Pemerintah Kota Surabaya merespons cepat dengan membuka posko pengaduan dan memberikan pendampingan hukum. Wali Kota Eri Cahyadi sendiri mengarahkan agar kasus ini dilaporkan ke kepolisian. Sementara itu, pengelola UD Sentoso Seal, pasangan Jan Hwa Diana dan Hendy Soenaryo, malah sempat melaporkan balik Armuji ke Polda Jatim sebelum akhirnya mencabut laporannya.
Dalam proses penyelidikan, Polda Jatim menyatakan bahwa kasus ini masih dalam tahap pengumpulan keterangan dan bahwa semua pihak yang terlibat masih berstatus saksi. Pasangan pengelola UD Sentoso Seal sendiri dilaporkan atas tiga dugaan tindak pidana: penipuan lowongan kerja, pemaksaan dalam proses rekrutmen, serta penggelapan dokumen milik eks karyawan.
Celah Hukum dan Ketimpangan Relasi Kuasa
Sayangnya, secara nasional belum ada aturan eksplisit dalam Undang-Undang Ketenagakerjaan yang melarang penahanan ijazah oleh perusahaan. UU Cipta Kerja pun tidak memuat klausul tegas soal ini. Praktik tersebut bisa terjadi jika tertulis secara sah dalam perjanjian kerja. Namun, dalam praktiknya, posisi tawar pekerja sering kali lemah, membuat mereka terpaksa menyetujui ketentuan yang merugikan.
Di sinilah pentingnya regulasi daerah. Provinsi Jawa Timur sudah memiliki Perda Nomor 8 Tahun 2016 yang secara tegas melarang perusahaan menahan dokumen pribadi seperti ijazah, KTP, hingga akta kelahiran. Peraturan seperti ini sangat penting agar perusahaan tidak semena-mena dan pekerja terlindungi secara hukum.

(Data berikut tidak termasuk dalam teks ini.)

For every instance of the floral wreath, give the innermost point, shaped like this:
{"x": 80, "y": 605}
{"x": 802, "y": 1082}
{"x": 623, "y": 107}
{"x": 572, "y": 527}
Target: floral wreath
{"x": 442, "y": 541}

Upaya Penyelesaian dan Mitigasi
Meski banyak kasus diselesaikan melalui mediasi, pemerintah harus mengambil langkah lebih konkret. Di Surabaya, dari 26 laporan penahanan ijazah oleh berbagai perusahaan, 13 berhasil diselesaikan secara diam-diam melalui pendekatan mediasi demi menghindari kegaduhan. Namun, penyelesaian semacam ini tidak boleh menjadi kebiasaan, karena berisiko mengaburkan akar masalah dan mencegah efek jera.
Di sisi pendidikan, penyelesaian administrasi harus diikuti dengan pembaruan regulasi yang lebih kuat. Kementerian Pendidikan Dasar dan Menengah, serta Kementerian Pendidikan Tinggi, Sains, dan Teknologi yang baru dibentuk, perlu segera menyusun aturan yang tegas, dengan sanksi yang jelas bagi sekolah yang melanggar.
Pemerintah daerah juga bisa mengalokasikan anggaran khusus untuk menebus ijazah siswa miskin yang belum bisa melunasi kewajiban finansial mereka. Langkah ini penting untuk menjamin akses pendidikan yang adil dan tanpa hambatan administratif.
Ijazah bukan sekadar selembar kertas, tapi dokumen penting yang menentukan masa depan seseorang. Menahannya atas alasan tunggakan atau jaminan kerja bukan hanya praktik keliru, tetapi bentuk perampasan hak. Baik oleh sekolah maupun perusahaan, penahanan ijazah harus dilihat sebagai bentuk pelanggaran hukum dan hak asasi manusia yang tidak boleh ditoleransi. Dibutuhkan keberanian politik, regulasi yang kuat, serta kesadaran publik untuk menghentikan praktik ini secara total.